In experiment 2, a grand mean time series was calculated in each ROI from all 10 of the runs in each subject and then averaged across subjects. Correlation coefficients were calculated between these mean time series and the harmonic f0 with a 40 s period, to detect any response differentiating between attention to the moving dot field and attention to the colored dot field, and the harmonic f1 with a 20 s period, to detect activity related to the transitions between the attentional conditions. The mean phase-amplitude responses across the population of voxels (see Fig. 9) were calculated by smoothing the population of phase-amplitude vectors for each harmonic in each ROI with a polar Gaussian that had a SDof 1/50 of a full cycle.
Results
Behavioral results
In experiment 1, there was an average of 79.7 motion events in each run, of which the subjects correctly detected a mean (± SEM) of 69.2 ± 3.3%. There was an average of 79.5 color events, of which the subjects correctly detected a mean (± SEM) of 79.9 ± 2.0%. The difficulty of each task was adjusted on each run with a goal of ∼75% correct; the actual rates were not grossly different from this, although significantly fewer motion events were detected overall (paired two-tailed t test, t(10) = 3.80, p = 0.0035).

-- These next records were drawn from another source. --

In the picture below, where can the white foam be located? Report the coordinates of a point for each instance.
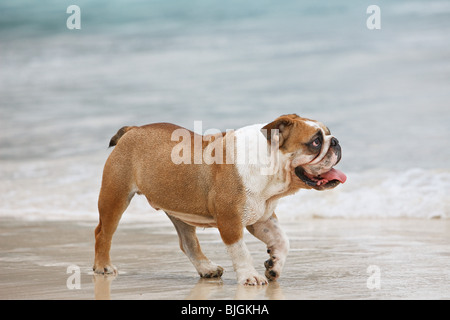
(414, 193)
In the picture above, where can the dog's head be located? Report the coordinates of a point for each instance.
(311, 148)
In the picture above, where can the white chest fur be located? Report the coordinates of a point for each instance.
(254, 156)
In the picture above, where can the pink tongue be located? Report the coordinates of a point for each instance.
(334, 174)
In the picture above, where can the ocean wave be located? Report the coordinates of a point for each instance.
(413, 193)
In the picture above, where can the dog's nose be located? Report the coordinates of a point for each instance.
(334, 142)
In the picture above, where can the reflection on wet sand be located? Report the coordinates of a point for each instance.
(204, 289)
(102, 286)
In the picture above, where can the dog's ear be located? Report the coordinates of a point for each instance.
(280, 128)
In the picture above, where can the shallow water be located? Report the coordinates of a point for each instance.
(383, 93)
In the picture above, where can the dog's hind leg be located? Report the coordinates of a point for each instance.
(191, 247)
(115, 196)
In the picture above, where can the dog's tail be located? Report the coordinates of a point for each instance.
(119, 135)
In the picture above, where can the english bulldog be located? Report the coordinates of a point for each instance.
(254, 167)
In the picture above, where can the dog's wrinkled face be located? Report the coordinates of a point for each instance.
(312, 149)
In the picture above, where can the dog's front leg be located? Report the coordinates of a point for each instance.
(243, 265)
(270, 233)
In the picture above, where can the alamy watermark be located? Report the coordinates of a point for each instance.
(74, 20)
(374, 280)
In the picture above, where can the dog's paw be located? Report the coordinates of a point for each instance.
(251, 279)
(273, 268)
(214, 272)
(107, 269)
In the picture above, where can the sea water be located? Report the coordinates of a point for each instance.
(384, 94)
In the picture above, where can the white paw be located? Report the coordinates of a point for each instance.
(251, 278)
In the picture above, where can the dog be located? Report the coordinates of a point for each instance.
(253, 168)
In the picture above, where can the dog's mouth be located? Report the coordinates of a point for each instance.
(323, 181)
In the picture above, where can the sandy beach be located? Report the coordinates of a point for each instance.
(329, 259)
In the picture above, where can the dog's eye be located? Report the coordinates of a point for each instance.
(316, 143)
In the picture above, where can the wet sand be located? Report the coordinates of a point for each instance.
(329, 259)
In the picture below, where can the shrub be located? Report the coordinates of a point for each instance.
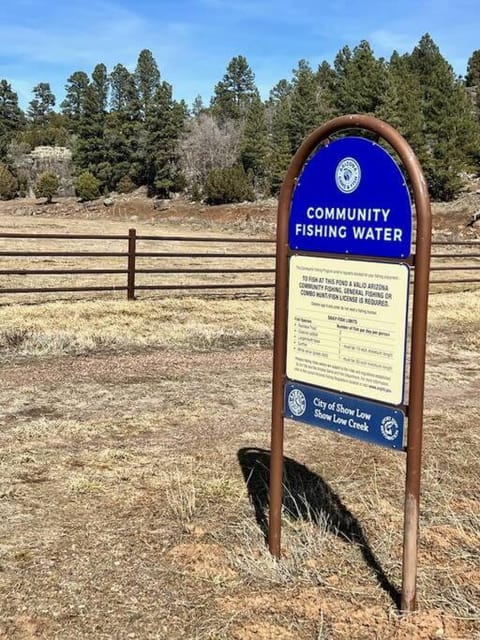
(228, 185)
(22, 186)
(125, 185)
(46, 186)
(8, 184)
(87, 187)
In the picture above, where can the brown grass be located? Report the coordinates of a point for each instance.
(124, 511)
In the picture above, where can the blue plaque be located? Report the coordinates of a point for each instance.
(354, 417)
(351, 198)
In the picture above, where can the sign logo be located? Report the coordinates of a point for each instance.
(389, 428)
(297, 403)
(347, 175)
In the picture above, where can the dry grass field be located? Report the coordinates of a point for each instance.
(134, 443)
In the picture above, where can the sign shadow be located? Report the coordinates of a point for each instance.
(308, 497)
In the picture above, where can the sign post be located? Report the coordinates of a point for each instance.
(341, 304)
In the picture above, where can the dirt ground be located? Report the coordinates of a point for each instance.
(134, 466)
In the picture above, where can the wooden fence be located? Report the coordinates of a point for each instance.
(182, 263)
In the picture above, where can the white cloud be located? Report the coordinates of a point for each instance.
(385, 41)
(86, 34)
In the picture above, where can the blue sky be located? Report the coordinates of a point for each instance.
(193, 40)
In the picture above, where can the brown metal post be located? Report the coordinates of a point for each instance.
(132, 244)
(418, 346)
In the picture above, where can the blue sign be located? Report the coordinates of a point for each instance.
(354, 417)
(351, 198)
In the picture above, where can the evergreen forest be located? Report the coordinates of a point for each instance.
(125, 129)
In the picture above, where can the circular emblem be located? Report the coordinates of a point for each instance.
(297, 403)
(389, 428)
(347, 175)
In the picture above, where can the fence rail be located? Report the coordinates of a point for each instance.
(460, 263)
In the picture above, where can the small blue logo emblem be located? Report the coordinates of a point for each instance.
(297, 403)
(347, 175)
(389, 428)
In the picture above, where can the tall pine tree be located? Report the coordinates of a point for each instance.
(11, 117)
(235, 92)
(450, 130)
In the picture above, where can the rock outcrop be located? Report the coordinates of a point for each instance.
(57, 160)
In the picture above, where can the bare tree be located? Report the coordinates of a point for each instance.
(207, 145)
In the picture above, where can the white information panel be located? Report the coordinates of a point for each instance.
(347, 323)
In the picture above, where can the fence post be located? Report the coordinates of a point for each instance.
(132, 242)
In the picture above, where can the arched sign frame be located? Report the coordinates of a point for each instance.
(414, 409)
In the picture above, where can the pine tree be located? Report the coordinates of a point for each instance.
(11, 116)
(360, 81)
(280, 153)
(402, 103)
(90, 152)
(164, 125)
(233, 95)
(122, 127)
(305, 111)
(473, 70)
(198, 107)
(41, 107)
(472, 81)
(147, 79)
(73, 105)
(100, 87)
(254, 143)
(451, 132)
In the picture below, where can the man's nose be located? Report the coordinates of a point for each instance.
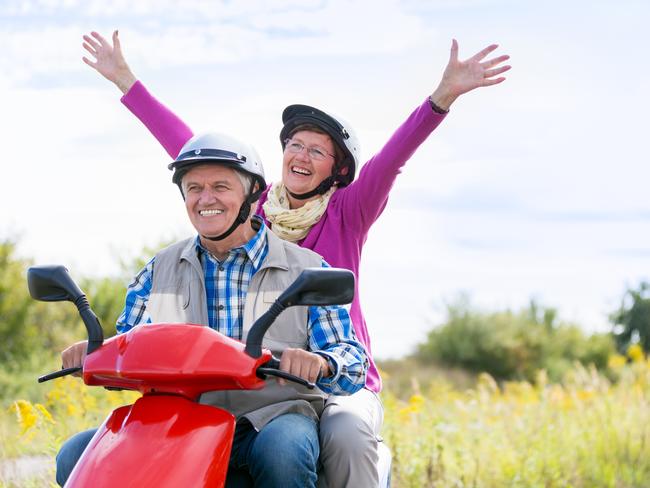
(207, 195)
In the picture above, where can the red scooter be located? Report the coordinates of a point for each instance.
(166, 438)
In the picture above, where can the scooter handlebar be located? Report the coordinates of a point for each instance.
(272, 368)
(58, 374)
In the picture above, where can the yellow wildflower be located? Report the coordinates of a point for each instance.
(635, 353)
(616, 361)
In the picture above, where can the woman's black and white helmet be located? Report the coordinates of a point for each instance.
(339, 130)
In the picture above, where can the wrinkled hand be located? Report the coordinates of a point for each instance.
(74, 356)
(303, 363)
(110, 62)
(463, 76)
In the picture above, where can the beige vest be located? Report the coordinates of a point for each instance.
(178, 296)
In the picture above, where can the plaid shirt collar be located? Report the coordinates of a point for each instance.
(255, 248)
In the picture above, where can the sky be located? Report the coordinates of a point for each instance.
(532, 189)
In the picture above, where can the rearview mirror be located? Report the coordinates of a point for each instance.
(320, 286)
(314, 286)
(52, 284)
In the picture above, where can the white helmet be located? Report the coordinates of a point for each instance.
(221, 149)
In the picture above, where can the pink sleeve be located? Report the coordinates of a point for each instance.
(170, 131)
(366, 197)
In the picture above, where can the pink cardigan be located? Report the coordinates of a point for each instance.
(340, 234)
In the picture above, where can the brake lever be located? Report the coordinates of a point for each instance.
(262, 372)
(58, 374)
(272, 368)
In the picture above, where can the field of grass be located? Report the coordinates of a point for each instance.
(588, 431)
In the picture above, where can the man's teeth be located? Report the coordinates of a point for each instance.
(207, 213)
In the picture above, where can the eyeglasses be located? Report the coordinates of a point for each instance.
(314, 152)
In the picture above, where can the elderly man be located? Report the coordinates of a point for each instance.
(222, 278)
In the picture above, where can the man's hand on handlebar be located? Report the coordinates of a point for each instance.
(305, 364)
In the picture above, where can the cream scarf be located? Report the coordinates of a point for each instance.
(293, 224)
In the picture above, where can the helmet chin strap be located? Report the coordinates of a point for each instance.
(242, 216)
(321, 189)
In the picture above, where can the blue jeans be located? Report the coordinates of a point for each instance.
(283, 454)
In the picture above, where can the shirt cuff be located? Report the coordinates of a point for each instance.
(335, 366)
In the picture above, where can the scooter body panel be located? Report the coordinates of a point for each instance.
(182, 359)
(159, 441)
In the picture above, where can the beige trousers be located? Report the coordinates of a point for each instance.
(349, 436)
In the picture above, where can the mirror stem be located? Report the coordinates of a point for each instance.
(256, 334)
(95, 333)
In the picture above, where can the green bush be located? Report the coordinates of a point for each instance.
(512, 345)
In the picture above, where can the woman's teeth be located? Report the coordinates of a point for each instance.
(208, 213)
(301, 171)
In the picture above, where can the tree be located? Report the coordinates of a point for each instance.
(631, 322)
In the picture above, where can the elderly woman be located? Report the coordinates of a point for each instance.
(321, 206)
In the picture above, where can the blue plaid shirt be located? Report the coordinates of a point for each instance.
(226, 283)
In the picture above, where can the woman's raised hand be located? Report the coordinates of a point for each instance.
(463, 76)
(109, 60)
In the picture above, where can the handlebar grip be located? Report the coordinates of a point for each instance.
(263, 371)
(58, 374)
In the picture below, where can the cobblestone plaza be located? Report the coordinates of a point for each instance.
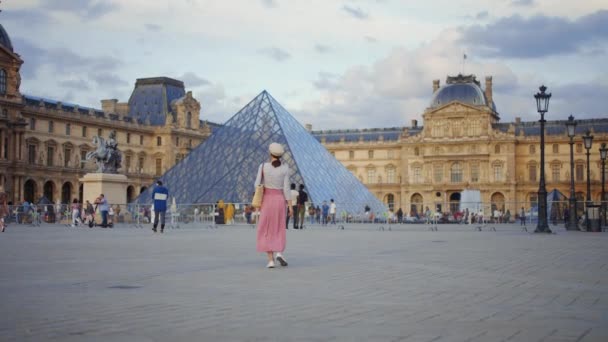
(356, 284)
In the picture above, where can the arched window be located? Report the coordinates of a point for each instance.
(2, 81)
(390, 201)
(532, 172)
(390, 175)
(371, 175)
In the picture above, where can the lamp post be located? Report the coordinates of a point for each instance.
(588, 140)
(542, 106)
(572, 220)
(603, 153)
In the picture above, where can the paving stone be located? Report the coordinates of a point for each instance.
(357, 284)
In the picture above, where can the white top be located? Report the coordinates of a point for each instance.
(275, 178)
(294, 196)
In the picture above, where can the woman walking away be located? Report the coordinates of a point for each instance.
(75, 213)
(4, 211)
(277, 195)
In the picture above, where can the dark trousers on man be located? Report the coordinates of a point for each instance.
(295, 217)
(159, 215)
(104, 218)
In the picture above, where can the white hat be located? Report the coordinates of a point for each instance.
(276, 149)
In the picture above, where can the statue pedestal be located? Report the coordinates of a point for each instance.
(112, 186)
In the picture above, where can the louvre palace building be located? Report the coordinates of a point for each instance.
(464, 146)
(461, 146)
(43, 142)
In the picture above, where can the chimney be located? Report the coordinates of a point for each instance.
(109, 106)
(435, 85)
(489, 90)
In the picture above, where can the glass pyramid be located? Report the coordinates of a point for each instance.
(224, 167)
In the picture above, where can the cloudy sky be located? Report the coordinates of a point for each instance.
(331, 63)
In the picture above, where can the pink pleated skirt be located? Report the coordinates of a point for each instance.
(271, 226)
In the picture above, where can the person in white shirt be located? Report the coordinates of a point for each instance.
(332, 211)
(271, 233)
(294, 201)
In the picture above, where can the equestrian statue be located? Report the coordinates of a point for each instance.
(107, 156)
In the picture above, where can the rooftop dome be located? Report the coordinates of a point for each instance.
(460, 88)
(5, 40)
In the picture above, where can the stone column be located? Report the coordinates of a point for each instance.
(16, 190)
(15, 142)
(1, 143)
(20, 189)
(20, 146)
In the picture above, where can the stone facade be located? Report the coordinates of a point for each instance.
(462, 145)
(43, 142)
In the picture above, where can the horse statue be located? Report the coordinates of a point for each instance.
(107, 156)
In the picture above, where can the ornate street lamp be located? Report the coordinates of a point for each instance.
(603, 153)
(588, 140)
(542, 106)
(572, 220)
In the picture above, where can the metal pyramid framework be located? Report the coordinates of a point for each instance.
(225, 165)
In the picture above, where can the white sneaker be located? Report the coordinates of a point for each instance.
(281, 259)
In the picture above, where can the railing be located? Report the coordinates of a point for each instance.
(240, 213)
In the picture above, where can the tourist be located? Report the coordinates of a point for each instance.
(507, 217)
(332, 211)
(75, 213)
(271, 235)
(294, 199)
(318, 215)
(301, 212)
(427, 215)
(160, 194)
(311, 213)
(399, 215)
(325, 212)
(89, 213)
(4, 211)
(102, 203)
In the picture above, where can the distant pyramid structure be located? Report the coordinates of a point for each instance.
(224, 167)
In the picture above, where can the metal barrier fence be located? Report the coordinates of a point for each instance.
(240, 213)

In experiment 2, it was more critical that the difficulty rates were comparable between the motion and color tasks so that any differences in activation during the two feature attention conditions could not be attributed merely to nonspecific arousal. There was an average of 39.4 motion events during the motion-attention blocks and 40.2 color events during the color-attention blocks. As in experiment 1, the difficulty of the two tasks was adjusted on each run with a goal of 75% correct detection. Subjects correctly detected 78.3 ± 1.9% of the motion events, which was marginally significantly larger than the 75.4 ± 1.6% of the color events that were correctly detected (t(10) = 2.14, p = 0.058). There were few false alarms, 1.64 ± 0.45 per run during the motion blocks and 1.71 ± 0.45 during the color blocks; the false alarm rates were not significantly different (t(10) = 0.13, p = 0.90). The small number of false alarms confirms that the subjects were performing the detection tasks and not simply responding haphazardly. Across subjects, the probability of detecting an event was relatively constant throughout each block, with brief decreases in performance between ∼1 s before and 2 s after the transitions between the blocks (Fig. 2). Given that subjects had 1.5 s to respond to a preceding event, and that there were 3–4 s between events of each type, this indicates that the subjects transitioned between tasks with minimal anticipation or delay.
fMRI results
Retinotopic activation
In addition to the LGN and SC, whose structures have been described previously (Schneider et al., 2004; Schneider and Kastner, 2005, 2009), two pulvinar nuclei were activated in experiment 1. The retinotopic nucleus in the LP is located slightly superior to the LGN, with its anterior edge beginning around Talairach coordinates (21, 2, 30) (Talairach and Tournoux, 1988; Mai et al., 2008) and extending several millimeters posterior to the LGN (Fig. 3a). The anterior surface of the IP begins between the LGN and medial geniculate nucleus (MGN), medial to the LGN and lateral to the MGN, at approximately Talairach coordinates (19, −1, 29), and the nucleus extends, generally in the same superior–inferior plane as the LGN, several millimeters beyond the posterior edge of the LGN (Fig. 3b). These two retinotopic pulvinar nuclei also have been described previously as activated by contralateral visual stimuli in recent human neuroimaging studies (Cotton and Smith, 2007; Smith et al., 2009) and compare with those described in the macaque (Bender, 1981), although the human LP extends more superior and less medial relative to the LGN.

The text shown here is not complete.